Section 9.2, “American Communism between 1917 and 1956,” discusses such “defectors” as Richard Wright and the case of the Scottsboro Boys. As George Schuyler, the subject of Dr. Grabar’s forthcoming book, revealed the Communists exploited the case of the Scottsboro Boys, nine Black boys and young men falsely accused of rape to raise money and propagandize for their cause. These facts run counter to the common narrative that the Communists saved the lives of the defendants when other organizations refused, ignoring the NAACP and church groups.

Praising the historical approach of the standards, Sean McMeekin revealed that he also has found an “astonishing ignorance among students which is getting worse each year.” When he taught a course on communism several years ago, he found that students seemed “hungry for the knowledge”; they were left “practically speechless” in learning about the genocide of the Cambodians by the Khmer Rouge. Even the few hard-core Leninists had not read much and appreciated the course. A general decline in interest in the subject in the 1990s after the fall of the Soviet Union, when it was assumed that Communism was vanquished, has been reversed, however, especially after the Covid pandemic. McMeekin’s forthcoming book, To Overthrow the World: The Rise and Fall and Rise of Communism, presents a global view of communism and its enduring appeal.

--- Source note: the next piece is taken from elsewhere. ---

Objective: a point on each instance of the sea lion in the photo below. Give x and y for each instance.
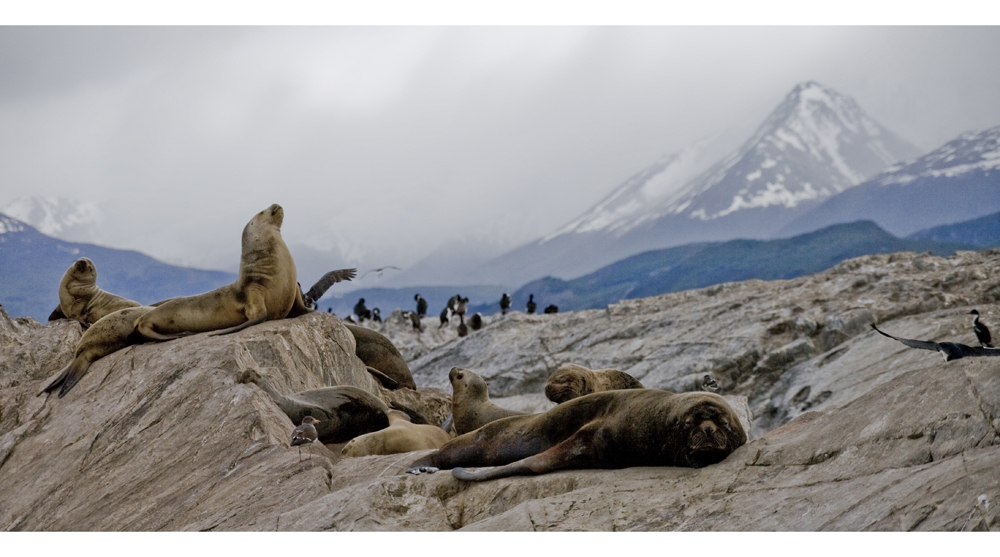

Ken Pope pointed out that not only were students ignorant about the history of Communism, “the deadliest ideology that mankind has ever known,” but so were teachers. Marx is often seen as a great “visionary” whose ideas have been corrupted. But about 90 percent of Marx admirers, when asked, admit to not having read the Communist Manifesto. In fact, they often guess that the Manifesto, which is pamphlet-length, to be about a thousand pages long. Most of the social studies standards that Pope had been asked to review were very weak on the history of communism. One that was more than 400 pages long had not a single mention of Lenin or the Bolshevik Revolution. Stalin received a mere six mentions with half of those references to the city of Stalingrad. Marx was presented as an economist. Critical theory and race and equity issues provided the framework for discussion. Calling the standards a “great and welcome first step,” he called teacher training, such as that provided by Victims of Communism “vital.”

“I was honored to be asked to contribute to this great project,” remarked Dr. Grabar. “Students are vulnerable to communists’ appeals if they have never learned about Communism’s brutality, repression, starvation, and genocide. In reality, a communist economy is an economy based on the exploitation of the workers for the benefit and profit of the corrupt elite political class as my relatives in Communist Yugoslavia knew and as history tells us. Communists will exploit any situation at hand—from the Scottsboro rape case in 1931, to those suffering during the Depression, to the recession of 2008, and to anti-Israel protests of today. The NAS standards are coming none too soon.”